Many clinical trials test tweaks of existing drugs, which may give a slightly improved safety or efficacy. However, a much bigger prize is a first-in-class drug against an entirely new target, which AI-designed drugs are well-positioned for.

Lipkus and his colleague Todd Wills (now a senior vice president at Cass Information Systems) analyzed the novelty and creativity of pharmaceutical molecules using the chemical abstract service database of thousands of molecules, which “is probably the best representation of they known chemical universe”, Lipkus says. They compared the uniqueness of a molecule’s scaffold and shape, which they defined as the atom-to-atom connectivity that prunes back all but the most basic information about a compound’s structure. ‘Me too’ drugs, they pointed out, tend to consist of small alterations to a drug’s chemical side chains rather than large-scale shifts in molecular structure. A growing number of pharmaceutical compounds, they pointed out in a 2019 paper in the Journal of Organic Chemistry, are showing signs of creativity, with more unique structures and scaffolds. AI, Lipkus says, will only accelerate this trend.
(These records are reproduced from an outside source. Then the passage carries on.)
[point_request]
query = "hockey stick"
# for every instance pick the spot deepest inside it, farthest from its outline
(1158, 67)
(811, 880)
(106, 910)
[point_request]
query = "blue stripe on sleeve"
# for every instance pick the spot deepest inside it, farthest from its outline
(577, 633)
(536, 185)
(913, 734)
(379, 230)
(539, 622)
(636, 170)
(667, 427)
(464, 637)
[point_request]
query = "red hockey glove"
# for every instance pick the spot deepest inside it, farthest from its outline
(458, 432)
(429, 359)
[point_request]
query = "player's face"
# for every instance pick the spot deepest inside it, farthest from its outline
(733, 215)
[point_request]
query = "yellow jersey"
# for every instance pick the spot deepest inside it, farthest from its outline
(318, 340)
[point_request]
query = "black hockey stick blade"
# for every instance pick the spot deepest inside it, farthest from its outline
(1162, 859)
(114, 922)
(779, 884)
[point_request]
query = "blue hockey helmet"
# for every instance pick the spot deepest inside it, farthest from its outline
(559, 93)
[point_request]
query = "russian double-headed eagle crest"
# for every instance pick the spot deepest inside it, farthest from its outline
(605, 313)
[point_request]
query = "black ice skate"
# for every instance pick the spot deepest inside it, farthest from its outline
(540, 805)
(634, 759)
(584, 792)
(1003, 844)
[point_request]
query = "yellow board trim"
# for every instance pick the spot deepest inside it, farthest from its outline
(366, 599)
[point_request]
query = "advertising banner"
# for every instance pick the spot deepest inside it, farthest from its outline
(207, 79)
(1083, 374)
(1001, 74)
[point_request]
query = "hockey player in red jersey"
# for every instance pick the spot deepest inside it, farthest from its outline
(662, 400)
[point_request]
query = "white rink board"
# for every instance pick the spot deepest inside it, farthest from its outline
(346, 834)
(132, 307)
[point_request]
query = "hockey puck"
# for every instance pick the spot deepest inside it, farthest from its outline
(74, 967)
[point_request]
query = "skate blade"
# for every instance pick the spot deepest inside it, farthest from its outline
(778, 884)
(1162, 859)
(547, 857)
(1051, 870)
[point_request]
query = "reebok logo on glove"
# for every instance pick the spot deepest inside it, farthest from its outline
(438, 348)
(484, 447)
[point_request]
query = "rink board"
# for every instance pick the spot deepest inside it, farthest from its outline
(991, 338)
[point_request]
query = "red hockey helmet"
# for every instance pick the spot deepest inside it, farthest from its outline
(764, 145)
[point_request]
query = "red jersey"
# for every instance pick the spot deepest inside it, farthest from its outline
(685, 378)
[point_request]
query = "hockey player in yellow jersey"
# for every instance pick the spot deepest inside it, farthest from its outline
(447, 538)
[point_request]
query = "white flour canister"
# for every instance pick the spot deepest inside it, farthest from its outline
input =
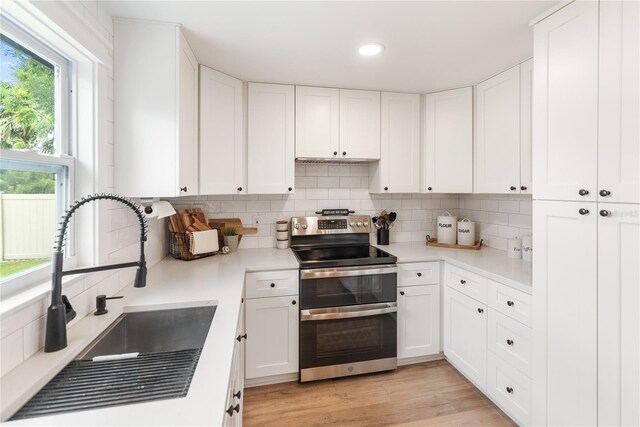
(466, 232)
(527, 248)
(514, 248)
(446, 232)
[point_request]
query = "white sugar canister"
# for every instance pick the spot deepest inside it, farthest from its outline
(446, 232)
(466, 232)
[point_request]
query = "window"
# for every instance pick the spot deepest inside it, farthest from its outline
(36, 166)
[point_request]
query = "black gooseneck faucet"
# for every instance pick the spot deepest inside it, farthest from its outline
(60, 311)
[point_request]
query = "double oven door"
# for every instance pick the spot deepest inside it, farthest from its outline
(348, 321)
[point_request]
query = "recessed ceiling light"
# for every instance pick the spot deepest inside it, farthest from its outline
(370, 49)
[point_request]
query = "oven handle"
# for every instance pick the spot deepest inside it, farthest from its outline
(327, 273)
(348, 312)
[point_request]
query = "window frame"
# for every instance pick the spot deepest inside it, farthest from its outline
(65, 150)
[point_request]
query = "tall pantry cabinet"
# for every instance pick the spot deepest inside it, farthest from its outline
(586, 215)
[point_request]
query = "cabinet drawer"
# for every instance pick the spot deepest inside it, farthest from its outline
(466, 282)
(272, 283)
(418, 273)
(511, 340)
(509, 388)
(509, 301)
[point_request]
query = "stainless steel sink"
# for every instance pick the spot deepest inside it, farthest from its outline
(169, 343)
(153, 332)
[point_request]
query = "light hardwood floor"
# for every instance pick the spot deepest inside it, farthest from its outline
(425, 394)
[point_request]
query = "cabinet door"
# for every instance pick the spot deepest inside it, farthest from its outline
(317, 122)
(359, 124)
(418, 321)
(270, 139)
(188, 121)
(497, 149)
(465, 335)
(619, 315)
(398, 170)
(565, 326)
(565, 105)
(526, 88)
(448, 141)
(272, 336)
(222, 148)
(619, 97)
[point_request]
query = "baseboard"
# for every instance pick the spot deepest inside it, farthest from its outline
(420, 359)
(273, 379)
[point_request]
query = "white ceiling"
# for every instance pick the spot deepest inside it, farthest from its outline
(430, 45)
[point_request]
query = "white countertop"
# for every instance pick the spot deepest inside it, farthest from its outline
(171, 283)
(488, 262)
(214, 280)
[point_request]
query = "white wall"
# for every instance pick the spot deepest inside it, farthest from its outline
(22, 328)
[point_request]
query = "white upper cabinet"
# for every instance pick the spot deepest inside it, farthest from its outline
(398, 170)
(359, 124)
(565, 116)
(270, 138)
(156, 111)
(317, 122)
(448, 141)
(497, 144)
(526, 91)
(222, 146)
(619, 102)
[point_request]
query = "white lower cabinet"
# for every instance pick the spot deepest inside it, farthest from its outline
(418, 321)
(272, 336)
(465, 335)
(509, 388)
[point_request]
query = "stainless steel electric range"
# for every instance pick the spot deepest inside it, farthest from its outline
(348, 307)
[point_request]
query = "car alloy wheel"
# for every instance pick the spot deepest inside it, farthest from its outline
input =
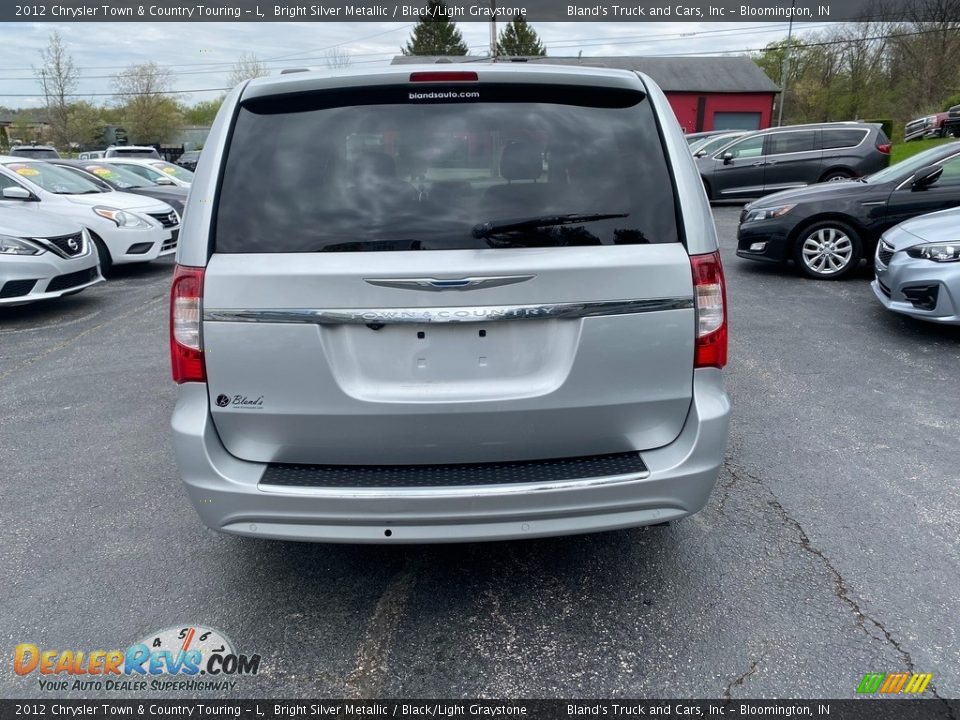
(828, 251)
(837, 176)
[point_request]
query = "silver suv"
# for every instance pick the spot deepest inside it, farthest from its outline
(421, 305)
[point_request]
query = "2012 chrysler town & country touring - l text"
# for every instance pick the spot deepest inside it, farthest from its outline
(427, 304)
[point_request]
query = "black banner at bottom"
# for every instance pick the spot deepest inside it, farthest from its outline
(860, 709)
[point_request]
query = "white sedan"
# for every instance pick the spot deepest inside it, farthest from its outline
(158, 171)
(124, 228)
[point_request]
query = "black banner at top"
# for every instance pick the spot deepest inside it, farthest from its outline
(480, 11)
(625, 709)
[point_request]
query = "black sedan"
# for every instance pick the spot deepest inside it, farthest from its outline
(827, 229)
(113, 177)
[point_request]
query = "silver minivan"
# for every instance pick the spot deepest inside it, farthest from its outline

“It’s one more piece of evidence that there’s value in looking for novel structures,” Lipkus says. “Talking to people in the drug industry, they want to break away from these scaffolds that have been used so heavily.”

AI tools also enable drug developers to explore the chemical world much more quickly.
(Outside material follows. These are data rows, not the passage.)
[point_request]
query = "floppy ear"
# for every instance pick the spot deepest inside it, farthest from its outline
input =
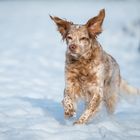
(94, 25)
(63, 25)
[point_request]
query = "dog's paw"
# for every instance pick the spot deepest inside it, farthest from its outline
(69, 114)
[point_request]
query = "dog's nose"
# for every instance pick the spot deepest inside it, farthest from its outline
(72, 47)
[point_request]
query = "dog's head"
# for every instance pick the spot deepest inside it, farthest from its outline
(79, 38)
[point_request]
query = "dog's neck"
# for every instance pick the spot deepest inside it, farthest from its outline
(89, 55)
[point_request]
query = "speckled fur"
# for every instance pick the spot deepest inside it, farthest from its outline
(90, 73)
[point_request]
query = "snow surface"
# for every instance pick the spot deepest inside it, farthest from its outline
(32, 70)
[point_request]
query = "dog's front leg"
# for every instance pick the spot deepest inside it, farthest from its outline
(69, 104)
(92, 108)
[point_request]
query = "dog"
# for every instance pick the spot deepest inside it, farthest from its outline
(90, 73)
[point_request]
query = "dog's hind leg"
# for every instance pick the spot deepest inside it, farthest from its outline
(111, 102)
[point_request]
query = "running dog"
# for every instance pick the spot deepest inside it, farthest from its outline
(90, 73)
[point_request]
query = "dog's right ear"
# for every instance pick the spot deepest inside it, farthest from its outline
(63, 25)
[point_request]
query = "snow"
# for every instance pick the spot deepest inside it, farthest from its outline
(32, 58)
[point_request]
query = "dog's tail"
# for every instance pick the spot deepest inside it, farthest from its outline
(125, 87)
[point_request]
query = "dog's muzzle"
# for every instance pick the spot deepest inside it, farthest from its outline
(72, 48)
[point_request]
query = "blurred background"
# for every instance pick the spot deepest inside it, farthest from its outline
(32, 56)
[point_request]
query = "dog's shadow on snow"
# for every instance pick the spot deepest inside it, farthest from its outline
(50, 107)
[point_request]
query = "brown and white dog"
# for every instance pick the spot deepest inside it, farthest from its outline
(90, 73)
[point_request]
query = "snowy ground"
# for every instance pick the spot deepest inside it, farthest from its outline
(32, 70)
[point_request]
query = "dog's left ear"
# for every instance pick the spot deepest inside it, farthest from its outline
(94, 25)
(63, 25)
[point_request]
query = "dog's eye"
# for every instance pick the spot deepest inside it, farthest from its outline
(84, 39)
(69, 38)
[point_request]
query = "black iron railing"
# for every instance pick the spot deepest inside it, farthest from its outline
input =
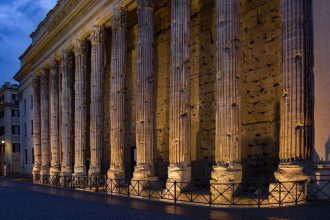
(276, 194)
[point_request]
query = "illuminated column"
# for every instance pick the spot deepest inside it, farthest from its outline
(36, 126)
(179, 117)
(96, 112)
(45, 147)
(117, 94)
(228, 167)
(296, 119)
(54, 119)
(80, 110)
(67, 113)
(144, 169)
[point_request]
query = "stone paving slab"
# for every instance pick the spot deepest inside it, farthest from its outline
(27, 201)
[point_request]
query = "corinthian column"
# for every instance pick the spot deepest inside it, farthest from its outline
(36, 126)
(45, 148)
(67, 113)
(96, 115)
(80, 110)
(144, 169)
(228, 167)
(54, 119)
(295, 102)
(117, 94)
(179, 118)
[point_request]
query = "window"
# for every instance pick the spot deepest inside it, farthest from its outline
(15, 113)
(16, 148)
(31, 127)
(15, 130)
(24, 105)
(32, 150)
(25, 156)
(31, 101)
(25, 134)
(2, 130)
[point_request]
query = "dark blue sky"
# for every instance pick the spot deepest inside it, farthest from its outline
(18, 19)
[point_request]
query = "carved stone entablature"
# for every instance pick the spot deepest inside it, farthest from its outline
(67, 59)
(54, 17)
(81, 47)
(97, 34)
(142, 4)
(119, 18)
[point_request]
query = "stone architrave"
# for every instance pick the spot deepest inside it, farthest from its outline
(80, 110)
(296, 119)
(44, 118)
(36, 127)
(179, 116)
(228, 169)
(144, 169)
(55, 164)
(96, 108)
(67, 113)
(117, 94)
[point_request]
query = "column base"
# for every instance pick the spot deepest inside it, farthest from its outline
(225, 179)
(291, 187)
(143, 177)
(36, 175)
(320, 183)
(181, 175)
(116, 178)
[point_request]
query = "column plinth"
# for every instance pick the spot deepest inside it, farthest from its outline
(80, 110)
(45, 145)
(117, 95)
(144, 170)
(179, 118)
(67, 113)
(96, 108)
(55, 164)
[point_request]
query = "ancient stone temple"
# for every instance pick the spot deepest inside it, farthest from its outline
(220, 91)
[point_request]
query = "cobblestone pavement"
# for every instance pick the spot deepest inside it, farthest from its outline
(27, 201)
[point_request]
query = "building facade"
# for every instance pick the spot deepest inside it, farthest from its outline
(226, 91)
(9, 129)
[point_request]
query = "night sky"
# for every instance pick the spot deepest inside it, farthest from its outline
(18, 19)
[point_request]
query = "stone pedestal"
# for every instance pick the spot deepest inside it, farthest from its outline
(225, 179)
(291, 188)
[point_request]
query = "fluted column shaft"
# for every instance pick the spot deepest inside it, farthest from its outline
(117, 93)
(295, 102)
(36, 125)
(44, 108)
(96, 108)
(179, 118)
(145, 91)
(227, 133)
(67, 113)
(54, 119)
(80, 110)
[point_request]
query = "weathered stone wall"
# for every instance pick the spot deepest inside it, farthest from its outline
(260, 87)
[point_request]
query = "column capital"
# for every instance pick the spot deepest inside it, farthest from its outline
(80, 47)
(67, 59)
(144, 4)
(97, 35)
(118, 19)
(53, 64)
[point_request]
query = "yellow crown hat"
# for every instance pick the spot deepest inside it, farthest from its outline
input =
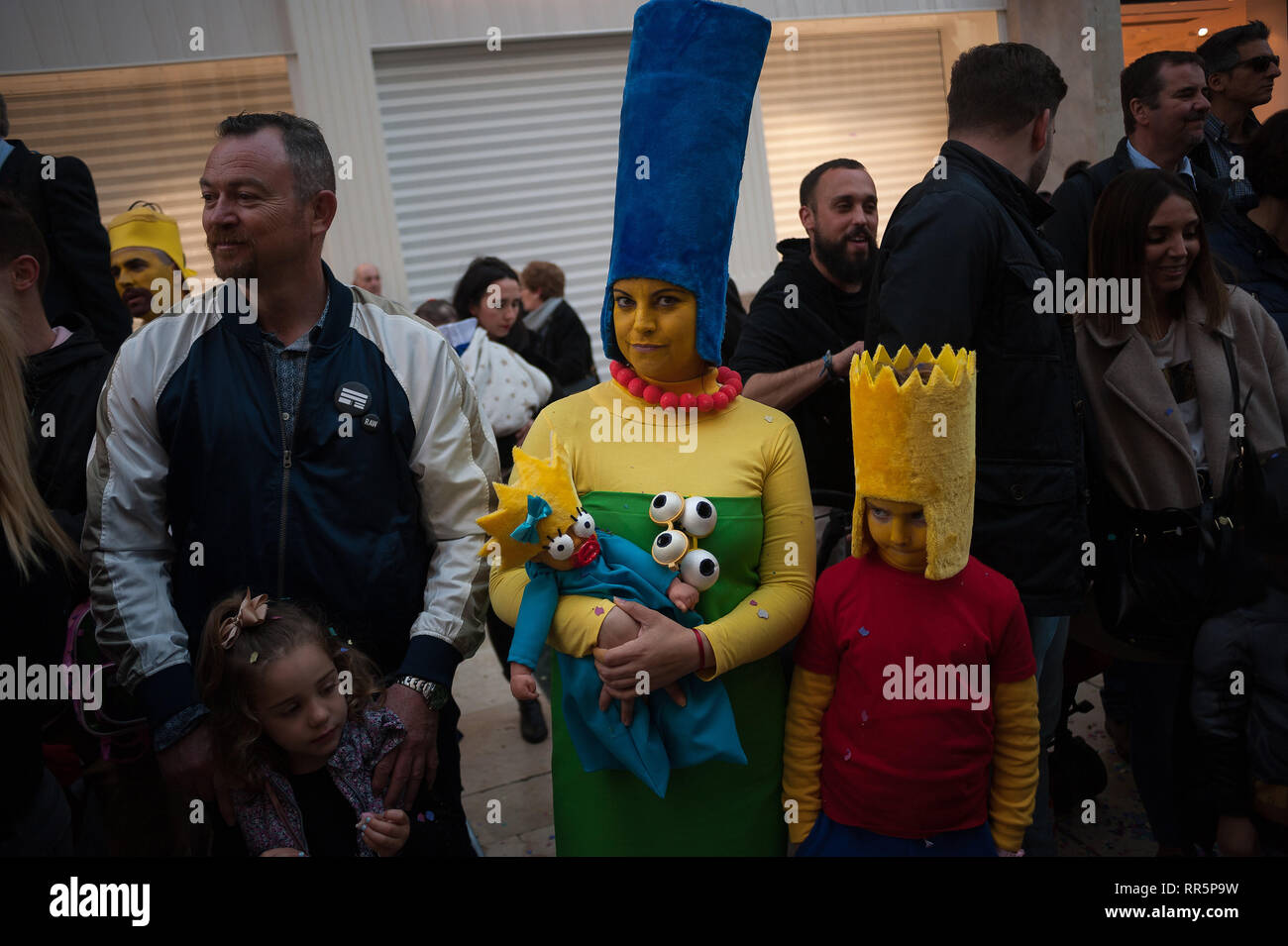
(151, 229)
(548, 478)
(914, 442)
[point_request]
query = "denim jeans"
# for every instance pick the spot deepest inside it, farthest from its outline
(1048, 636)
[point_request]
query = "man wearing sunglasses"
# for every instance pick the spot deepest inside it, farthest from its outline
(1240, 72)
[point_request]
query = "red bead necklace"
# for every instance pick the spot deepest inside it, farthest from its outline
(729, 381)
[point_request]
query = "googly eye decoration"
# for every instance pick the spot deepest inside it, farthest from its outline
(665, 507)
(561, 547)
(669, 547)
(585, 525)
(698, 517)
(699, 569)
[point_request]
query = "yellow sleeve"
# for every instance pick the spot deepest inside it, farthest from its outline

“It allows us to explore a much broader slot or chemical space than we’d be able to using experimental methods on their own,” says Don Bergstrom, president of research and development at Relay Therapeutics.

Neglected diseases

AI-designed drugs are not just being developed for potential blockbuster status. In Geneva, Switzerland, the Drugs for Neglected Diseases Institute (DNDi) is using machine learning to create better drugs for conditions that predominantly affect the world’s poor, such as Chagas disease and dengue fever. Charles Mowbray, discovery director at DNDi, says the institute is also turning to AI strategies to guide its drug repurposing pipeline as part of its global efforts to develop therapies for neglected diseases. For such diseases, speed is critical; AI can help scientists generate hypotheses and test them more quickly.

“These tools don’t replace a scientist, they complement them,” Mowbray says. “[AI] enables them to have all the information at their fingertips, to ask the good questions, to refine their queries, and to iterate until they can figure out what they’re really after.” This synergy is true for machine learning across drug development, he adds.

Even as the impacts of AI in drug design are beginning to emerge in clinical trials, these strategies are joining other AI tools in clinical trial design, manufacturing, and more. There is no doubt that machine learning is profoundly reshaping the pharmaceutical industry, Lipkus says. As for how the effects of AI-developed drugs will play out, he is more circumspect, saying that is still up in the air.

“Nothing guarantees anything. Drug discovery is really difficult. I don’t know if people expect AI to just pop out the design of a molecule that’s your next blockbuster, says Lipkus. “It’s all kind of a crapshoot.”